[LaTeX] Re: beamer and inputenc (utf8x) issue

Fri Jul 1 21:56:38 CEST 2022

>>> If your input is in UTF8, it is better to use an engine working
>>> internaly in Unicode, i.e luatex or xetex.
>>
>> Millions of documents use utf8 with pdflatex without problems. I run
>> 95% of my documents with pdflatex. They are all utf8-encode and as
>> I'm german my texts do contain umlauts and other non-ascii chars.
>> The only thing that pdflatex can't handle are combining accents.
>>
>>
> I am not that lucky, most of my old pdflatex documents fail. I often
> have \everypar containing a macro with one parameter for setting an
> initial. If I output it as {\otherfont #1} and the token is the first
> octet of a multioctet character, it fails. Character V as an initial
> needs an extra kern thus if the macro contains \if#1V and #1 is the
> first octet of a multioctet character, it fails. I often use
> \futurelet\testchar\dosomething and if \testchar becomes the first
> octet of a multioctet character, \dosomething fails. And it happens
> even without hyperref. I stopped using pdflatex a few years ago. Now I
> have 15 versions of TeX Live installed and when I have to recompile an
> old document, I go back in history and try, in which version of TL the
> document works. It is quite common for me that he old pdflatex
> documents do not work in the current TL.
> 
> Your documents were presumably not specifying an encoding.
> 
> Since the default encoding was switched to UTF-8 we have had essentially no reports of documents breaking.
> Any document that was correctly declaring  its encoding continues to work the same way, and any old document
> using non-ascii characters without declaring an encoding (which was possible but never supported and produced
> good or bad results depending on the font encoding in use) can be used with a current latex by adding
> \UseRawInputEncoding

I think the point regarding pdflatex vs a Unicode engine is pertinent 
for the particular cases where a multioctet character needs to be 
grabbed in its entirety without explicitly grouping it. This has always 
been an issue with utf8 and inputenc both now and historically.

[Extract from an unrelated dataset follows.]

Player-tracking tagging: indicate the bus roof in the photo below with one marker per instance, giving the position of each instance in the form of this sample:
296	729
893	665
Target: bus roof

For example, to sentence case some text:

\MakeUppercase ábc

This works without a problem with xelatex and lualatex but fails with 
pdflatex. This is a problem for glossaries.sty where I have to tell 
users they need to group the first letter if they want to use any 
sentence casing commands. This isn't intuitively obvious since visually 
the character looks like a single entity.

Example document:

\documentclass{article}

\usepackage{glossaries}

\newglossaryentry{elite}{name={élite},description={...}}

\begin{document}
\Gls{elite} forces entered the building.
\end{document}

Again, it works fine with xelatex and lualatex but not with pdflatex, 
which requires:

\newglossaryentry{elite}{name={{é}lite},description={}}

(Incidentally, UTF-8 now works in glossary labels. It's the 
sentence-casing that's the issue here.)

Some time ago I experimented with trying to grab multiple octets (in 
datatool-base.sty, which is used by glossaries.sty), which used to work 
for two-byte octets but it's stopped working now. I haven't had time to 
investigate, but it would be really useful if inputenc provided a way to 
grab all octets of a multioctet character so that sentence casing (and 
similar tasks) can work without having to group the initial character.

Regards
Nicola Talbot